Today is Monday, Feb. 26, the 57th day of 2018. There are 308 days left in the year.
Today's Highlight in History:
On Feb. 26, 1993, a truck bomb built by Islamic extremists exploded in the parking garage of the North Tower of New York's World Trade Center, killing six people and injuring more than 1,000 others. (The bomb failed to topple the North Tower into the South Tower, as the terrorists had hoped; both structures were destroyed in the 9/11 attack eight years later.)
On this date:
In 1616, astronomer Galileo Galilei met with a Roman Inquisition official, Cardinal Robert Bellarmine, who ordered him to abandon the "heretical" concept of heliocentrism, which held that the earth revolved around the sun, instead of the other way around.
In 1815, Napoleon Bonaparte escaped from exile on the Island of Elba and headed back to France in a bid to regain power.

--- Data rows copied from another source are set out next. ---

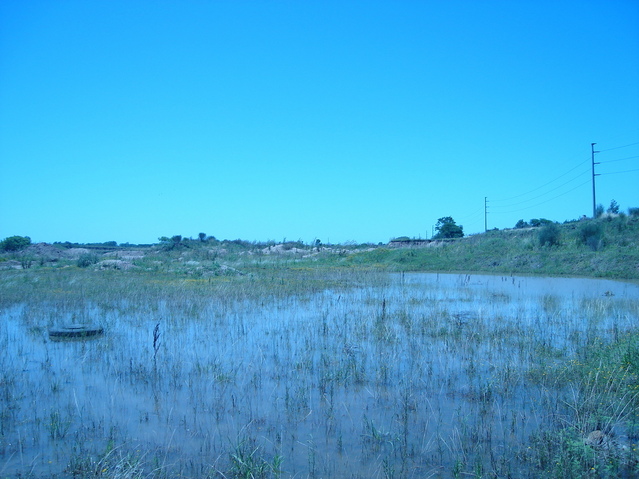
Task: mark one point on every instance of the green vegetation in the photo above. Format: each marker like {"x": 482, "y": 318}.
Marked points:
{"x": 447, "y": 228}
{"x": 15, "y": 243}
{"x": 605, "y": 247}
{"x": 307, "y": 360}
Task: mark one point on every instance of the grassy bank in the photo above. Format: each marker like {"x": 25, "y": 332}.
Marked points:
{"x": 605, "y": 248}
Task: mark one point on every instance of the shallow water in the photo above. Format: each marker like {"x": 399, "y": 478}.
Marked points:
{"x": 423, "y": 374}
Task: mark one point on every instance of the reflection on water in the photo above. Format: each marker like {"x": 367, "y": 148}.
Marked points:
{"x": 422, "y": 375}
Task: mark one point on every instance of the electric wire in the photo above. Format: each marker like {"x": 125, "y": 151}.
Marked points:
{"x": 544, "y": 194}
{"x": 542, "y": 186}
{"x": 617, "y": 172}
{"x": 546, "y": 201}
{"x": 619, "y": 159}
{"x": 618, "y": 147}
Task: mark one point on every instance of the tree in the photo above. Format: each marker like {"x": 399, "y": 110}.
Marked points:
{"x": 15, "y": 243}
{"x": 613, "y": 208}
{"x": 447, "y": 228}
{"x": 550, "y": 235}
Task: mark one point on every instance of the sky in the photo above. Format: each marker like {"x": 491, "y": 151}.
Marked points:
{"x": 344, "y": 121}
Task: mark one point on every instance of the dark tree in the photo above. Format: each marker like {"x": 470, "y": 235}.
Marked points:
{"x": 15, "y": 243}
{"x": 447, "y": 228}
{"x": 613, "y": 208}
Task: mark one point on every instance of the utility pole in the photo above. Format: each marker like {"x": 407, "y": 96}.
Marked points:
{"x": 485, "y": 214}
{"x": 594, "y": 202}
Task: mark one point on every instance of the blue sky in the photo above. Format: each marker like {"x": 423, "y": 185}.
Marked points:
{"x": 338, "y": 120}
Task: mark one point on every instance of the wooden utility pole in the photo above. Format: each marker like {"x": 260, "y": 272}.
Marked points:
{"x": 485, "y": 214}
{"x": 594, "y": 202}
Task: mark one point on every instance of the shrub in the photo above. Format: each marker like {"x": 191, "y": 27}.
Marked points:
{"x": 549, "y": 235}
{"x": 86, "y": 260}
{"x": 591, "y": 234}
{"x": 15, "y": 243}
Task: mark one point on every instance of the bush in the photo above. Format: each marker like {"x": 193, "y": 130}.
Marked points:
{"x": 549, "y": 235}
{"x": 15, "y": 243}
{"x": 87, "y": 260}
{"x": 591, "y": 234}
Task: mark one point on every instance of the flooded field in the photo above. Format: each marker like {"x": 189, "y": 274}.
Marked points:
{"x": 413, "y": 375}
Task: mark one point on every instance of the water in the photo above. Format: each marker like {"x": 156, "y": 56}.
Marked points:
{"x": 422, "y": 375}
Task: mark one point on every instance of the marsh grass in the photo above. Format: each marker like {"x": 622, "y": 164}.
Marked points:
{"x": 315, "y": 373}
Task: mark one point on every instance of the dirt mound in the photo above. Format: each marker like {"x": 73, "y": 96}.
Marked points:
{"x": 45, "y": 250}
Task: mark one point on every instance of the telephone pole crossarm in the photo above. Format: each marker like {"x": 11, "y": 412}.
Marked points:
{"x": 594, "y": 202}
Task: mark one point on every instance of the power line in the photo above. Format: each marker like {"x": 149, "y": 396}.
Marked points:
{"x": 619, "y": 159}
{"x": 618, "y": 147}
{"x": 542, "y": 186}
{"x": 547, "y": 201}
{"x": 618, "y": 172}
{"x": 547, "y": 192}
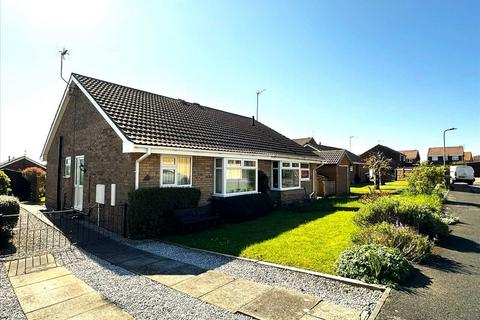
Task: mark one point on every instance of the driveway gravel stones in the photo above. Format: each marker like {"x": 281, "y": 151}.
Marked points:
{"x": 328, "y": 290}
{"x": 141, "y": 297}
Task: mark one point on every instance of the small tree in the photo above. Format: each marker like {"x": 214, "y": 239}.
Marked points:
{"x": 36, "y": 178}
{"x": 426, "y": 178}
{"x": 4, "y": 183}
{"x": 379, "y": 165}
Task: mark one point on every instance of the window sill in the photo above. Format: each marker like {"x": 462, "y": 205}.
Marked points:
{"x": 175, "y": 186}
{"x": 287, "y": 189}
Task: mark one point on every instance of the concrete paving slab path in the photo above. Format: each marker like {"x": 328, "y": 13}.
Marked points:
{"x": 235, "y": 294}
{"x": 280, "y": 304}
{"x": 203, "y": 283}
{"x": 329, "y": 311}
{"x": 54, "y": 293}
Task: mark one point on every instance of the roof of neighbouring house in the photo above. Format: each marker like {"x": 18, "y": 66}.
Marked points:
{"x": 410, "y": 154}
{"x": 467, "y": 156}
{"x": 14, "y": 160}
{"x": 379, "y": 146}
{"x": 309, "y": 141}
{"x": 150, "y": 119}
{"x": 449, "y": 151}
{"x": 330, "y": 156}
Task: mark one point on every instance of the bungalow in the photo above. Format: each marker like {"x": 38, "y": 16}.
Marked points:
{"x": 453, "y": 154}
{"x": 121, "y": 139}
{"x": 339, "y": 165}
{"x": 412, "y": 157}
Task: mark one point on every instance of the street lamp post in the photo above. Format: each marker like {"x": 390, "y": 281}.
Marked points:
{"x": 350, "y": 142}
{"x": 444, "y": 153}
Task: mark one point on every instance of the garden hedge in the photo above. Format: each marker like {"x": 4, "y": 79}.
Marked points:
{"x": 242, "y": 208}
{"x": 151, "y": 210}
{"x": 9, "y": 206}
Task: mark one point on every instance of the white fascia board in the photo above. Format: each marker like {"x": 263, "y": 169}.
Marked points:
{"x": 61, "y": 111}
{"x": 56, "y": 121}
{"x": 100, "y": 110}
{"x": 217, "y": 154}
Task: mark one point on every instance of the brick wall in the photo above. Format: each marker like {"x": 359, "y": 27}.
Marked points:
{"x": 86, "y": 133}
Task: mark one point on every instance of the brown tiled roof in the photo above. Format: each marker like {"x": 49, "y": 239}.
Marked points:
{"x": 330, "y": 156}
{"x": 449, "y": 151}
{"x": 154, "y": 120}
{"x": 410, "y": 154}
{"x": 467, "y": 156}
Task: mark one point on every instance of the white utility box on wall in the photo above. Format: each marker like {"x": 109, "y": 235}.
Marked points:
{"x": 100, "y": 194}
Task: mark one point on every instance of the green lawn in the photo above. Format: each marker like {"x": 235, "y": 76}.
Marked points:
{"x": 312, "y": 239}
{"x": 390, "y": 187}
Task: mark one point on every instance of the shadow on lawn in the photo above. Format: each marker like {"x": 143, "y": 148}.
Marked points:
{"x": 234, "y": 238}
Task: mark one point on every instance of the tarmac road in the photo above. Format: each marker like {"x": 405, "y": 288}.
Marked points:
{"x": 448, "y": 285}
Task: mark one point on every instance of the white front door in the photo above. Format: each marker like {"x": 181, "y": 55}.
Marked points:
{"x": 79, "y": 174}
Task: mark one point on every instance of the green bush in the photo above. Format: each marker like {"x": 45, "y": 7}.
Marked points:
{"x": 426, "y": 179}
{"x": 419, "y": 212}
{"x": 151, "y": 210}
{"x": 415, "y": 247}
{"x": 36, "y": 177}
{"x": 374, "y": 264}
{"x": 4, "y": 183}
{"x": 8, "y": 206}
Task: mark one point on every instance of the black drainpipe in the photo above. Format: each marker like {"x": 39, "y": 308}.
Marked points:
{"x": 59, "y": 172}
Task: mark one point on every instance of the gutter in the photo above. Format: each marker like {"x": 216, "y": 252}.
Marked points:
{"x": 137, "y": 167}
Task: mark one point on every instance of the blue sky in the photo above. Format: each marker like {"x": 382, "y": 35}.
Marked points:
{"x": 394, "y": 72}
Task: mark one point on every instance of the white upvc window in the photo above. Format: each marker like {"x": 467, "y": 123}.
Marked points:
{"x": 67, "y": 167}
{"x": 287, "y": 175}
{"x": 175, "y": 171}
{"x": 305, "y": 171}
{"x": 235, "y": 176}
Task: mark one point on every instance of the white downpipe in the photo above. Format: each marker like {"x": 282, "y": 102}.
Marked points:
{"x": 315, "y": 180}
{"x": 137, "y": 167}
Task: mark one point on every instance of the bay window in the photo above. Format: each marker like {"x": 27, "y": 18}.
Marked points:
{"x": 175, "y": 171}
{"x": 235, "y": 176}
{"x": 287, "y": 175}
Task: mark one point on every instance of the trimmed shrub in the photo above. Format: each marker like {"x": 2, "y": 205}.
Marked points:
{"x": 8, "y": 206}
{"x": 374, "y": 264}
{"x": 242, "y": 208}
{"x": 4, "y": 183}
{"x": 36, "y": 177}
{"x": 151, "y": 210}
{"x": 415, "y": 247}
{"x": 426, "y": 179}
{"x": 415, "y": 212}
{"x": 372, "y": 196}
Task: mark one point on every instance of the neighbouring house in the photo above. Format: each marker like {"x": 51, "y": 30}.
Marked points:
{"x": 412, "y": 157}
{"x": 21, "y": 163}
{"x": 119, "y": 139}
{"x": 397, "y": 158}
{"x": 454, "y": 154}
{"x": 340, "y": 166}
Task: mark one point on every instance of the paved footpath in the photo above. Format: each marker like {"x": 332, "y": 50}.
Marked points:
{"x": 448, "y": 287}
{"x": 46, "y": 291}
{"x": 256, "y": 300}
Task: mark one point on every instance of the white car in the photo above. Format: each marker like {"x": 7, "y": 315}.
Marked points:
{"x": 461, "y": 174}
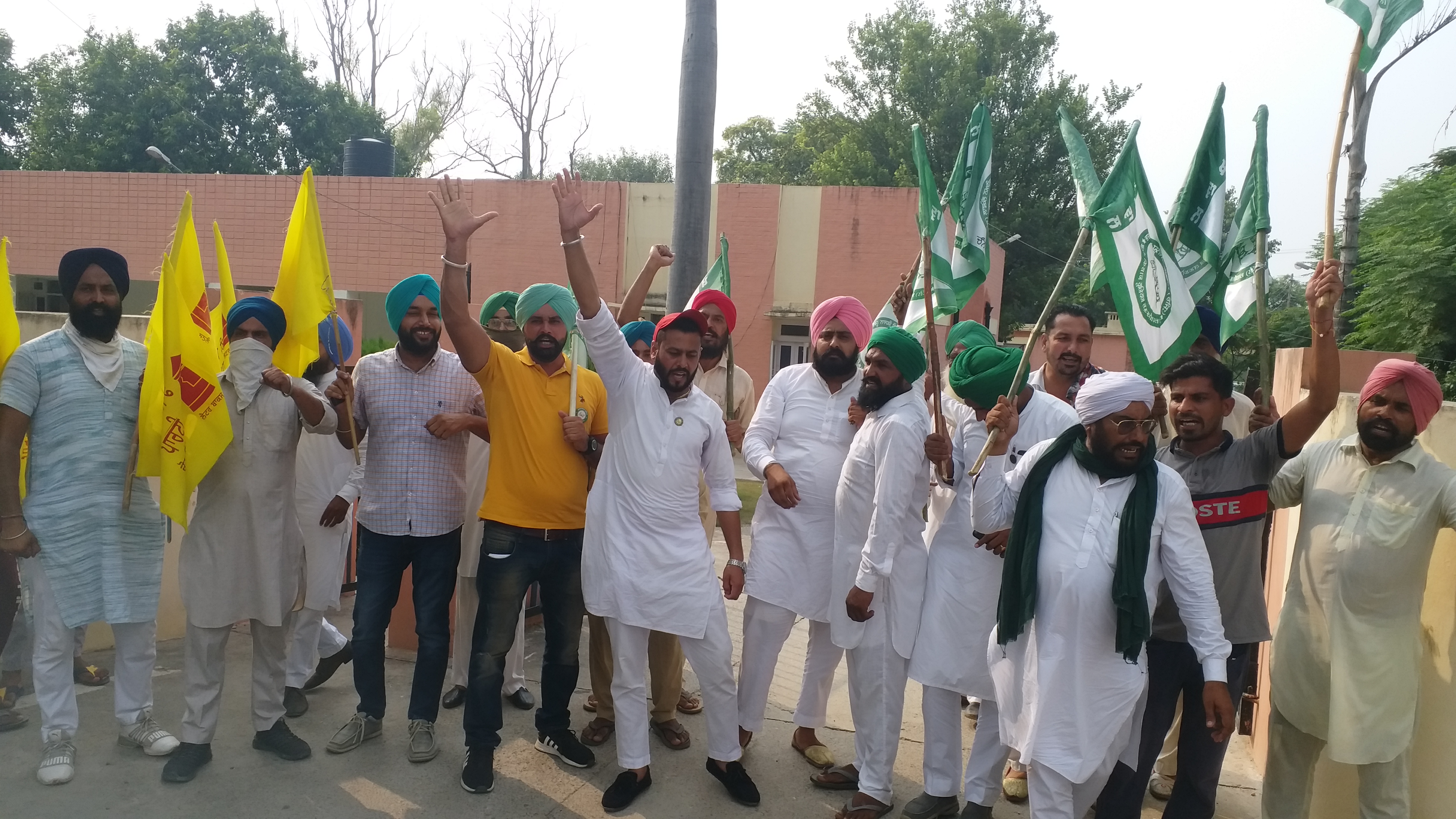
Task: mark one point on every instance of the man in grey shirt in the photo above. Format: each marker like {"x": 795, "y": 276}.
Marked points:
{"x": 1229, "y": 483}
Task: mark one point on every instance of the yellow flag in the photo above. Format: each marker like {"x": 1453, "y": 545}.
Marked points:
{"x": 305, "y": 288}
{"x": 225, "y": 302}
{"x": 184, "y": 425}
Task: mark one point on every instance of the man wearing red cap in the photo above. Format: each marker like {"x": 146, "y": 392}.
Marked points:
{"x": 1347, "y": 655}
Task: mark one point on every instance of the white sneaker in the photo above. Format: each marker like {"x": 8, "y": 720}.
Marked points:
{"x": 59, "y": 760}
{"x": 149, "y": 737}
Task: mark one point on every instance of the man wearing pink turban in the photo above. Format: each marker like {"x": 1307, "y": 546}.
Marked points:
{"x": 797, "y": 445}
{"x": 1347, "y": 655}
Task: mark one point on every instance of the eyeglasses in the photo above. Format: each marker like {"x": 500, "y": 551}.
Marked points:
{"x": 1127, "y": 426}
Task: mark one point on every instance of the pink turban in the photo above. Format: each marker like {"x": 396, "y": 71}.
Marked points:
{"x": 1422, "y": 388}
{"x": 846, "y": 310}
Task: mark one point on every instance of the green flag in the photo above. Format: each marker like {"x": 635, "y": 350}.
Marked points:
{"x": 970, "y": 196}
{"x": 932, "y": 227}
{"x": 1235, "y": 294}
{"x": 1085, "y": 180}
{"x": 1378, "y": 20}
{"x": 717, "y": 277}
{"x": 1151, "y": 295}
{"x": 1199, "y": 209}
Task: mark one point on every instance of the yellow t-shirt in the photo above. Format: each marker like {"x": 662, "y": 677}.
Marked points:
{"x": 537, "y": 479}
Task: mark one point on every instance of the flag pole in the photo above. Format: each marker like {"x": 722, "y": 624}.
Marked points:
{"x": 932, "y": 347}
{"x": 1017, "y": 382}
{"x": 349, "y": 404}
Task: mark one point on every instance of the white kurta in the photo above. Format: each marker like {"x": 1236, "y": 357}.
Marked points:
{"x": 322, "y": 473}
{"x": 242, "y": 557}
{"x": 646, "y": 560}
{"x": 1068, "y": 699}
{"x": 878, "y": 543}
{"x": 963, "y": 582}
{"x": 804, "y": 428}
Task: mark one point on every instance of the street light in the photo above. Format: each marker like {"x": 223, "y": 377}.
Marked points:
{"x": 156, "y": 154}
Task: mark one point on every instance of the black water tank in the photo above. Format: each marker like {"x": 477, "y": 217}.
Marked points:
{"x": 365, "y": 156}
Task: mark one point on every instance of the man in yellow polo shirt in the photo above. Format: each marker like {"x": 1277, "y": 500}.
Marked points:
{"x": 535, "y": 498}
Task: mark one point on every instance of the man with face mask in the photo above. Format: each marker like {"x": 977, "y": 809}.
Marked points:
{"x": 1097, "y": 524}
{"x": 76, "y": 392}
{"x": 878, "y": 565}
{"x": 797, "y": 444}
{"x": 242, "y": 557}
{"x": 1347, "y": 655}
{"x": 417, "y": 407}
{"x": 647, "y": 565}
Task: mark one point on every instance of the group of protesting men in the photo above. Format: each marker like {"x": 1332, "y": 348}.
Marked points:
{"x": 1085, "y": 582}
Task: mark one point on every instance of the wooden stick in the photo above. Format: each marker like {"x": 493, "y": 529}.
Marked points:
{"x": 1261, "y": 315}
{"x": 1017, "y": 382}
{"x": 349, "y": 403}
{"x": 934, "y": 359}
{"x": 1336, "y": 152}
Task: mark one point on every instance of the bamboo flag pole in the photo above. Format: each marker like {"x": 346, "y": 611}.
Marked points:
{"x": 1018, "y": 381}
{"x": 932, "y": 347}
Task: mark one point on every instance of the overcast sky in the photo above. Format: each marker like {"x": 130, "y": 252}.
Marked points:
{"x": 1288, "y": 54}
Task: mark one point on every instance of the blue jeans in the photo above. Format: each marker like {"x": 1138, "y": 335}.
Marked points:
{"x": 503, "y": 582}
{"x": 382, "y": 561}
{"x": 1173, "y": 670}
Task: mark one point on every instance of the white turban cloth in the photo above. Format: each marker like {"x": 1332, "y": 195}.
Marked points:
{"x": 1106, "y": 394}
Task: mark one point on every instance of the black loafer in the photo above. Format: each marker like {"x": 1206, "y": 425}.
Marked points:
{"x": 625, "y": 789}
{"x": 453, "y": 699}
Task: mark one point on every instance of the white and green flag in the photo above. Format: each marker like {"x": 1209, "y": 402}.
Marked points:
{"x": 932, "y": 227}
{"x": 1151, "y": 295}
{"x": 969, "y": 194}
{"x": 1380, "y": 21}
{"x": 1235, "y": 296}
{"x": 1199, "y": 209}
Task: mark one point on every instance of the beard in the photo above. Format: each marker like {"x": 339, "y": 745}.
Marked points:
{"x": 873, "y": 396}
{"x": 416, "y": 347}
{"x": 673, "y": 381}
{"x": 97, "y": 320}
{"x": 834, "y": 363}
{"x": 544, "y": 349}
{"x": 1382, "y": 435}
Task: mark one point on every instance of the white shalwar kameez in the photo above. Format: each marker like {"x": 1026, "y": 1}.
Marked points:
{"x": 244, "y": 556}
{"x": 878, "y": 547}
{"x": 962, "y": 589}
{"x": 1068, "y": 700}
{"x": 804, "y": 428}
{"x": 646, "y": 561}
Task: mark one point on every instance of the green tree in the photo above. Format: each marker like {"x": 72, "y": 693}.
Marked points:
{"x": 219, "y": 94}
{"x": 1407, "y": 272}
{"x": 908, "y": 68}
{"x": 625, "y": 165}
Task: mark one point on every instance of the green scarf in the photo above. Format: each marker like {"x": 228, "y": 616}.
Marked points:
{"x": 1018, "y": 598}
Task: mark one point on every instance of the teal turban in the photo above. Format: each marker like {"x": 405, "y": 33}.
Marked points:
{"x": 983, "y": 374}
{"x": 903, "y": 350}
{"x": 547, "y": 295}
{"x": 404, "y": 295}
{"x": 497, "y": 301}
{"x": 970, "y": 334}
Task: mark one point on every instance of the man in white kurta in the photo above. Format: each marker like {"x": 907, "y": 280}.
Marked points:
{"x": 1068, "y": 697}
{"x": 797, "y": 444}
{"x": 880, "y": 559}
{"x": 242, "y": 559}
{"x": 962, "y": 588}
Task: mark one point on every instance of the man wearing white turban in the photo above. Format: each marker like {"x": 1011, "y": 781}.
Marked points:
{"x": 1079, "y": 586}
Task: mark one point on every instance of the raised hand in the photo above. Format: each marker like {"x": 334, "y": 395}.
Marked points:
{"x": 571, "y": 208}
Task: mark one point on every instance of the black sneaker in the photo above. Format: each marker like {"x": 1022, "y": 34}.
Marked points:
{"x": 283, "y": 742}
{"x": 187, "y": 761}
{"x": 478, "y": 773}
{"x": 734, "y": 779}
{"x": 625, "y": 789}
{"x": 564, "y": 744}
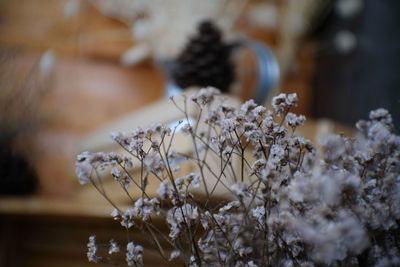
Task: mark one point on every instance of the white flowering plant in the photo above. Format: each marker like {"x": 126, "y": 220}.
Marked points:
{"x": 285, "y": 205}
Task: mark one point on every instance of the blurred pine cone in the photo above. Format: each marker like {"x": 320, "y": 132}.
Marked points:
{"x": 205, "y": 61}
{"x": 17, "y": 177}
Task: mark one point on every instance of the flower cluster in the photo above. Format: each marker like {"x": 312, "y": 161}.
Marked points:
{"x": 284, "y": 205}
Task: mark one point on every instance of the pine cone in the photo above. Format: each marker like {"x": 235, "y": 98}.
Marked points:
{"x": 205, "y": 61}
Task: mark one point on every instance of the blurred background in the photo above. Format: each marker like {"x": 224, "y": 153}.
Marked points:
{"x": 69, "y": 67}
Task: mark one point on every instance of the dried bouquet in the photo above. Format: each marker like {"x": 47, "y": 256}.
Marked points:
{"x": 284, "y": 205}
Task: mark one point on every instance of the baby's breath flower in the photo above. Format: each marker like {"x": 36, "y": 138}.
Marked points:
{"x": 92, "y": 250}
{"x": 114, "y": 248}
{"x": 134, "y": 254}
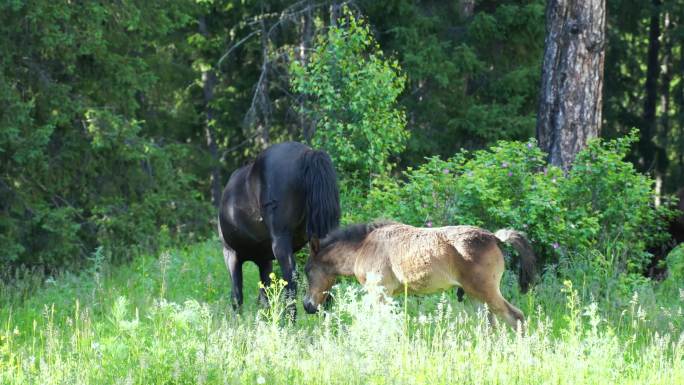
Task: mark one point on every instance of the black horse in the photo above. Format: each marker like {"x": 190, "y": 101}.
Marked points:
{"x": 271, "y": 207}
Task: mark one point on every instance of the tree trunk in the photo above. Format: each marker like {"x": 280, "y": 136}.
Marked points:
{"x": 572, "y": 78}
{"x": 649, "y": 126}
{"x": 209, "y": 82}
{"x": 661, "y": 160}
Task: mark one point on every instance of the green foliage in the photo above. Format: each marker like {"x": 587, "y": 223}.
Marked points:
{"x": 81, "y": 164}
{"x": 675, "y": 268}
{"x": 353, "y": 91}
{"x": 601, "y": 204}
{"x": 167, "y": 320}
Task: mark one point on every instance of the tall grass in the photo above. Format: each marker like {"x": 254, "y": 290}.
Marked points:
{"x": 167, "y": 320}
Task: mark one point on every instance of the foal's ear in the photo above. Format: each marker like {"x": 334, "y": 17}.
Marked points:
{"x": 315, "y": 245}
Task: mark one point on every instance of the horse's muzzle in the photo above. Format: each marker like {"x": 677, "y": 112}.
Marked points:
{"x": 309, "y": 306}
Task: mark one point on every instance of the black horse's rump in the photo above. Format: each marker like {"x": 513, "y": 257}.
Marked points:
{"x": 271, "y": 207}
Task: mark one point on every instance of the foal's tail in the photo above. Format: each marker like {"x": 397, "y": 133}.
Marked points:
{"x": 321, "y": 193}
{"x": 520, "y": 243}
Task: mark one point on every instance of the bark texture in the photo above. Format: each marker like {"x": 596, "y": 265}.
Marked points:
{"x": 572, "y": 78}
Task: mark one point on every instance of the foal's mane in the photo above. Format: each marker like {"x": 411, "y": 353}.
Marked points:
{"x": 356, "y": 233}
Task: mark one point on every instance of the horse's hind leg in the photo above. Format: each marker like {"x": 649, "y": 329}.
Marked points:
{"x": 234, "y": 266}
{"x": 265, "y": 269}
{"x": 282, "y": 250}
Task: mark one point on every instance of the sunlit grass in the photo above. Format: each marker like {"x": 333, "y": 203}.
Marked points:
{"x": 166, "y": 320}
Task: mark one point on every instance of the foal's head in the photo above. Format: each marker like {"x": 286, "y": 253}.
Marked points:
{"x": 330, "y": 260}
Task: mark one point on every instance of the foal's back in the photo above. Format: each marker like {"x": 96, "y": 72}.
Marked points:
{"x": 427, "y": 260}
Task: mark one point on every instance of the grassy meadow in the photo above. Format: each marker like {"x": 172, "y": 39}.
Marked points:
{"x": 165, "y": 319}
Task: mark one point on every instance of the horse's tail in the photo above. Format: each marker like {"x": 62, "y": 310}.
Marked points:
{"x": 520, "y": 243}
{"x": 321, "y": 194}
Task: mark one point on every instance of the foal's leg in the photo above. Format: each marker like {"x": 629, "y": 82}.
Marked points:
{"x": 234, "y": 266}
{"x": 265, "y": 269}
{"x": 282, "y": 250}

In 1904, the United States and Panama proclaimed a treaty under which the U.S. agreed to undertake efforts to build a ship canal across the Panama isthmus.
In 1917, President Woodrow Wilson signed a congressional act establishing Mount McKinley National Park (now Denali National Park) in the Alaska Territory.
In 1919, President Woodrow Wilson signed a congressional act establishing Grand Canyon National Park in Arizona.
In 1929, President Calvin Coolidge signed a measure establishing Grand Teton National Park in Wyoming.
In 1945, authorities ordered a midnight curfew at nightclubs, bars and other places of entertainment across the nation.
In 1952, Prime Minister Winston Churchill announced that Britain had developed its own atomic bomb.
In 1962, after becoming the first American to orbit the Earth, astronaut John Glenn told a joint meeting of Congress, "Exploration and the pursuit of knowledge have always paid dividends in the long run."
In 1970, National Public Radio was incorporated.
In 1987, the Tower Commission, which probed the Iran-Contra affair, issued a report rebuking President Ronald Reagan for failing to control his national security staff.
In 1998, a jury in Amarillo, Texas, rejected an $11 million lawsuit brought by Texas cattlemen who blamed Oprah Winfrey's talk show for a price fall after a segment on food safety that included a discussion about mad cow disease.